What about Self Defense?
This is the all important question. After all, Aikido markets itself as a martial art and by its own definition experienced practitioners should be able to defend themselves if attacked
However, this is the area where Aikido is most heavily criticised.
Aikido practice does feature Randori where a student is ‘attacked’ by one or more of their fellow practitioners.
The problem is that these opponents are far too compliant and, not only do weak or non-existant attacks, but also allow themselves to be thrown. Many times they actually throw themselves.
If you watch an Aikido demonstration the actual skill is shown not by the person who is doing the defending by the people doing the attacking. They spin, tumble and brakefall with great skill.
This is clearly demonstrated in the following video:.
In Aikido, there is no real sparring where each individual is genuinely trying to better the other. Arguably this is the only way you can see if your techniques work, allowing you to actually be effective in your fighting style.
It is the combative nature of fighting styles such as wrestling, bjj and judo, that make them so effective. Poor techniques fall into disuse, or are refined over time. In this sense they almost evolve over time in Darwinian fashion where only the strongest fighting moves survive.
Is aikido real?
If you watch an Aikido demonstration, you’ll notice the sheer number of wrist locks involved in the martial art.
In fact, you’ll see these executed one after the other.
There’s a problem with this from a self defense perspective.
If you’re attacked on the street in the real world, you’ll experience a huge adrenaline dump in your body as the flight or fight reaction kicks in.

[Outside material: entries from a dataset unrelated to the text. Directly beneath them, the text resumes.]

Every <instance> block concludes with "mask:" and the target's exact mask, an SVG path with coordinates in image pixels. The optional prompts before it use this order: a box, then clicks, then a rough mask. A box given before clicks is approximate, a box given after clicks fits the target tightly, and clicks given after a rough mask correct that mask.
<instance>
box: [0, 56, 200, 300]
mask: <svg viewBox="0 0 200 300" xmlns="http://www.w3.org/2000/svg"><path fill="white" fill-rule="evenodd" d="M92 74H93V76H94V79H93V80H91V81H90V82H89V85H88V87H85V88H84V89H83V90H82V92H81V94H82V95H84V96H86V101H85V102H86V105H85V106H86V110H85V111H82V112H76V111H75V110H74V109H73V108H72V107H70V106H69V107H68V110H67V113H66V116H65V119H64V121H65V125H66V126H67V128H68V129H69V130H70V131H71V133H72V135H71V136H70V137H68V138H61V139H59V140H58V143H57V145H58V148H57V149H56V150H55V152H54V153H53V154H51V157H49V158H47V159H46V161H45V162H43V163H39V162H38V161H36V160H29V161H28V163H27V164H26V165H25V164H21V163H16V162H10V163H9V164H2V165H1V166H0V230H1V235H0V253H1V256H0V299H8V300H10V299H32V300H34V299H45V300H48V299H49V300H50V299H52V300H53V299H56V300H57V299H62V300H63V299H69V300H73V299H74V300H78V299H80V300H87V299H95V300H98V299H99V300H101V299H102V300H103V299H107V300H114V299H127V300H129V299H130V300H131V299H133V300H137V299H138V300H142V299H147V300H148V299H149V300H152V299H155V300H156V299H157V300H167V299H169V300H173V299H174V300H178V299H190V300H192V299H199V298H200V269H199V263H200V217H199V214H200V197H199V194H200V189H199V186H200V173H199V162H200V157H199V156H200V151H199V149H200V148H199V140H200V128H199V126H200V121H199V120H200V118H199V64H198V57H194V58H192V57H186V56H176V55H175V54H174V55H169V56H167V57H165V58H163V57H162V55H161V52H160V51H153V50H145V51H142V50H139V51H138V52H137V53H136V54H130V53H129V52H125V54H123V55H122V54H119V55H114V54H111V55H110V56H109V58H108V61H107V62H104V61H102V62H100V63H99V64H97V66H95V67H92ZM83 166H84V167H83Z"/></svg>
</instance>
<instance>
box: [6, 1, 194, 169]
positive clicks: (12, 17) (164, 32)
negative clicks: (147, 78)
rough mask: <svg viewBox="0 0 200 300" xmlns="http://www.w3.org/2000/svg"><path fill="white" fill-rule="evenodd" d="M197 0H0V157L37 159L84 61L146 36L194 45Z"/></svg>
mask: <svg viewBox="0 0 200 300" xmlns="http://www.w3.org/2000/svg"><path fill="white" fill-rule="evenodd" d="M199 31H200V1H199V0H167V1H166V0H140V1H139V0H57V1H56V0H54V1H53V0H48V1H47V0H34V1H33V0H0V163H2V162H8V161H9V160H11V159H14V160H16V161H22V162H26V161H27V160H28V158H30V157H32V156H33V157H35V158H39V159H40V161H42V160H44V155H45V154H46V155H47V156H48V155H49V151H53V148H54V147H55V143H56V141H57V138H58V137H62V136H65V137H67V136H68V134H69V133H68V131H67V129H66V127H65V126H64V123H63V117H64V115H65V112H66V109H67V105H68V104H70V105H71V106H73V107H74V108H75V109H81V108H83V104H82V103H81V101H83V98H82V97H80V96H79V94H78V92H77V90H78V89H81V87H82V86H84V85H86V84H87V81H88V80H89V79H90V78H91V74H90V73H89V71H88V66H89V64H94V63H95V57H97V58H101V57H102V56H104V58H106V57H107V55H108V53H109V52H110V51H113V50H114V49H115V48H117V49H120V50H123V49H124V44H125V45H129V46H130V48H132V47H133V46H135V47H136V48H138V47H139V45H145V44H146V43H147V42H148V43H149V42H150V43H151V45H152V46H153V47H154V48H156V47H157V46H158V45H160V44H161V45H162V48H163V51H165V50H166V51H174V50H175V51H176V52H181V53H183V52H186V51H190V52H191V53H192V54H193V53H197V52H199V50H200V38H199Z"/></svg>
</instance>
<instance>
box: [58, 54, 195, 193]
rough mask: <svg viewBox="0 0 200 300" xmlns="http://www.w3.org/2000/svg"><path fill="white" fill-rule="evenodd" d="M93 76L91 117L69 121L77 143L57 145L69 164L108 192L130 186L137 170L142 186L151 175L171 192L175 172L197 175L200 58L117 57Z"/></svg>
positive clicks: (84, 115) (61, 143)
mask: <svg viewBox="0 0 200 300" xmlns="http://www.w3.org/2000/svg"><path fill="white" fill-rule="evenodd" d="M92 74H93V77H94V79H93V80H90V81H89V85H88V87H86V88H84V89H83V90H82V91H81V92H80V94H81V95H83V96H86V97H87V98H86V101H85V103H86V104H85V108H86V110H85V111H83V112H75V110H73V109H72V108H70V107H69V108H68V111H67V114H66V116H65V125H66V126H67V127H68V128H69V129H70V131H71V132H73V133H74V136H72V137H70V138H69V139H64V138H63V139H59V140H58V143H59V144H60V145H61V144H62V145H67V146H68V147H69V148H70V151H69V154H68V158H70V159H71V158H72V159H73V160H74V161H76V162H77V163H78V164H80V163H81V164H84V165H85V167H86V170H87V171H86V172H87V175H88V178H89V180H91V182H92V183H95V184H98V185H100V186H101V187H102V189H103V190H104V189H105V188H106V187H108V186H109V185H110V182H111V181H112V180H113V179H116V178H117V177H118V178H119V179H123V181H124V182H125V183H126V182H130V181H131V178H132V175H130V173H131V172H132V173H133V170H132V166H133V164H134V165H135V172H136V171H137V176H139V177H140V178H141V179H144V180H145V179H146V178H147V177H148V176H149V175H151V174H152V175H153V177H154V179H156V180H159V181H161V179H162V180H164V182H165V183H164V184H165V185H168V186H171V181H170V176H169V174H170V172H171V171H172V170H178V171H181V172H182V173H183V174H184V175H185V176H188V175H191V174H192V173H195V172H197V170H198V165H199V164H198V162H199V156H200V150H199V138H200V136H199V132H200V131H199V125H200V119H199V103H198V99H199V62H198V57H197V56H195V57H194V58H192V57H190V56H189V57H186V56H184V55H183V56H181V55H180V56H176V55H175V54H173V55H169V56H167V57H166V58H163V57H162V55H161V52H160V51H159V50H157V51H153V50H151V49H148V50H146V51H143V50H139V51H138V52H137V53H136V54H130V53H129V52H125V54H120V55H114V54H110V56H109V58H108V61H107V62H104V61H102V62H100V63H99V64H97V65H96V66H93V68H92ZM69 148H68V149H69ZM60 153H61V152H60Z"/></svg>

When this happens your fine motor skills go out the window. You’re left with only gross movements. The blood flows to the large muscles of the body in the arms and legs allowing you to either run away or batter your attacker.
When the adrenaline’s pumping, the chances of being able to get a wrist lock on your opponent are slim to none.
For starters, you’re not going to have the control necessary in this pressurised environment. In addition, your attacker is simply not going to stand there and allow you to put a wrist lock on them.
One other aspect of the fighting style of this martial art is the lowered hand position of the defender. They are often lowered at the practitioners waist height.
Anyone who knows anything about fighting knows that you never lower your hands from the guard position. To do so, to put it simply, puts your head at risk from being punched.
To think your reactions are going to be quick enough to be raise to block any incoming punches is simply living in fantasy land. You may be able to block one or two like this but a well timed combination punch is likely to make connection with its target.
At the very heart of the problem of Aikido is its philosophy of not wanting to harm your opponent. Whilst this aim might be considered very worthy from a philosophical standpoint, I’m afraid it falls rather short when it comes from a self defense perspective.
If I’m attacked by a crazed maniac determined to do harm to me, the last thing I’ll be concerned with is ensuring that I don’t harm my attacker. I’d want to know how to counter any attack and put myself in a position where I could make my escape.
I think that Aikido has transitioned from a genuine fighting style to more of a spiritual endeavour.
The sad thing is that individual’s spend years studying this art thinking they’re becoming effective fighters. I just hope they never experience a street confrontation otherwise they’re in for a world of pain.
Just look at the example below and say whether you think any of this would be effective in real life.
In conclusion, I have to think whether I would want my daughters, to spend time learning this martial art.
Whilst it might have limited physical benefits, such as improvements in flexibility, I wouldn’t want them spending time learning this ineffective fighting style.
I’d much rather they spent time learning how to avoid being in dangerous situations (becoming street wise I guess) and practicing something like Krav Maga – a no-nonsense combat style.